Started our second cycle today (just gave 1st suprecur injection to Angie and it didn't go well!!), now on long protocol (so 7 weeks of injections for Angie (who HATES needles bless her)) so it's fingers crossed real tight as if this don't work it's the end of the line for us! We do have the ever present dream of another natural conception but it just seems so far away!
Welcome saintlyone, I hope you fine the same amount of good will I have found on this site, there are some real superstars in here who get little, and want little, praise but deserve so much! All the babydust in world to you and dp.
thetot5............ you still around mate?
Chase..................... comon man, where r u big guy

Big bloke hugs...........

Catch


----------



## Andy_N_Yil (Jun 27, 2003)

Good luck to all,

I'm trying to think what's worse having to hand you pot to a lad or lass lab person....  
Worse is I paid for 3 useless samples before they pointed us to SSR... ouch..  

Take care all
Andy


----------



## Catch22 (Oct 12, 2003)

Hi Andy, (was gonna say Hi all but seems really quiet in here just lately!)

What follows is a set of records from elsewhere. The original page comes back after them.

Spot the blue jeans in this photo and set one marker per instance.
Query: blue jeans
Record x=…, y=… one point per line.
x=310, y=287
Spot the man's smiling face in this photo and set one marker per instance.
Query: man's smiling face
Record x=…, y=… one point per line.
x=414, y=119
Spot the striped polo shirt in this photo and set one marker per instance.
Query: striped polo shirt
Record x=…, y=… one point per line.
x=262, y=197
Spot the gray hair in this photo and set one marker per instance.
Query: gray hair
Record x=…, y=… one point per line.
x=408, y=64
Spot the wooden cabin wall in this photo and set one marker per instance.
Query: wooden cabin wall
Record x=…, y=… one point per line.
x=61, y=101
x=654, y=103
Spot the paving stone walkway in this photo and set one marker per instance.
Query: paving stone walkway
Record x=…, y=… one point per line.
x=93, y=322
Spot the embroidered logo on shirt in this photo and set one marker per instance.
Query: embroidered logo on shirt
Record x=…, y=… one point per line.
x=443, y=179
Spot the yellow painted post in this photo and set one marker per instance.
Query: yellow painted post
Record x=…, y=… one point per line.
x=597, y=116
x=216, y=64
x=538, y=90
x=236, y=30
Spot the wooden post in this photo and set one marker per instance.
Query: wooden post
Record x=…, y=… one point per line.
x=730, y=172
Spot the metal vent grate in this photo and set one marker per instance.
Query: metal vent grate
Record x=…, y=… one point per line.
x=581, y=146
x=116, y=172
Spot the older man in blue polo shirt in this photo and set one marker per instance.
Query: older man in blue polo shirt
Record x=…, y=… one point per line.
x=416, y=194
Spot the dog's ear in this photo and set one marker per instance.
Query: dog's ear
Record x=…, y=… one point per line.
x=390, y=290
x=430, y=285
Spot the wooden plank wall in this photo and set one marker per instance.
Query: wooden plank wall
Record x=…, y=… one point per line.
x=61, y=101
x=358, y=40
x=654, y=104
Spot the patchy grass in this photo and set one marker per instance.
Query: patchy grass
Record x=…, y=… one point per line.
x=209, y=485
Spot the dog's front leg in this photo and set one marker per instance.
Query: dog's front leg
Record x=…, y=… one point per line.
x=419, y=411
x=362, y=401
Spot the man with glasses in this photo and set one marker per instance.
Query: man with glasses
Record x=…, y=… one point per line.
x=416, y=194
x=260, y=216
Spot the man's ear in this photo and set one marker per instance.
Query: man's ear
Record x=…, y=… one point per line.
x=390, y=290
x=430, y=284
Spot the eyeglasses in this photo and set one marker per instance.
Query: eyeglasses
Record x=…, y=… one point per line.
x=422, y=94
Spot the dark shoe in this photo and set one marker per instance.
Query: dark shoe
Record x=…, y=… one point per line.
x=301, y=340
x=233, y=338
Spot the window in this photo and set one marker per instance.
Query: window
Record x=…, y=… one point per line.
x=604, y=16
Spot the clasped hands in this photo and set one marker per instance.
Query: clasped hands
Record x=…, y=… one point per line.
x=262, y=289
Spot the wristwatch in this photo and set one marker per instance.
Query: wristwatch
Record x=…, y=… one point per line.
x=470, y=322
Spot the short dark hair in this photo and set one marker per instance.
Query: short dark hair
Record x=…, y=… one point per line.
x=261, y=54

Definitely the Lady lab tech which is worse mate, it's the twinkle in the eye and the sly grin, which you proudly take as them being impressed, for a few seconds, then the doubt comes in and you start wondering if it was actually a smirk?!

Thought I'd share with you all my report to my sister in the US one our recent egg collection on this, our 2nd IVF attempt..................................

Hi Geoff,

thought I'd share this e-mail to my sister with you, it'll give u a laugh if nothing else! Today's update at the bottom too!

Martyn



Hi,

Just wanted to let you know how it went today!

Got up at hell o'clock............. again! Journey into Sheffield was the pits..... road works and traffic galore, took us over an hour and a half for 14 miles!!

Just arrived on time at 9.29am, collection was to take place at 10.30am. I had to provide my 'sample' before then so we were shown to our room for what we thought was to be 2-3hours maximum. 

10.30am
Angie's having a cow coz I've not been called for my 'sample' and the eggs should have been taken out now!!!!! I went to enquire and was shown to a pokey little hole to 'do the job'. 1 plastic covered lounger chair (in cobalt blue!) 1 coffee table with variety of literature (all well used, most pages unable to be separated!) for my perusal, upon which was placed a little pot with my name & hospital number on it. There was also a small sink in the corner which may or may not just be the most over used fawcet in all the land!

I gleefully 'did the job', and labelled my pot with the "time specimen produced".............. 10.39 (stands, bows, waits for applause) and "length of abstinence".......... far too bloody long!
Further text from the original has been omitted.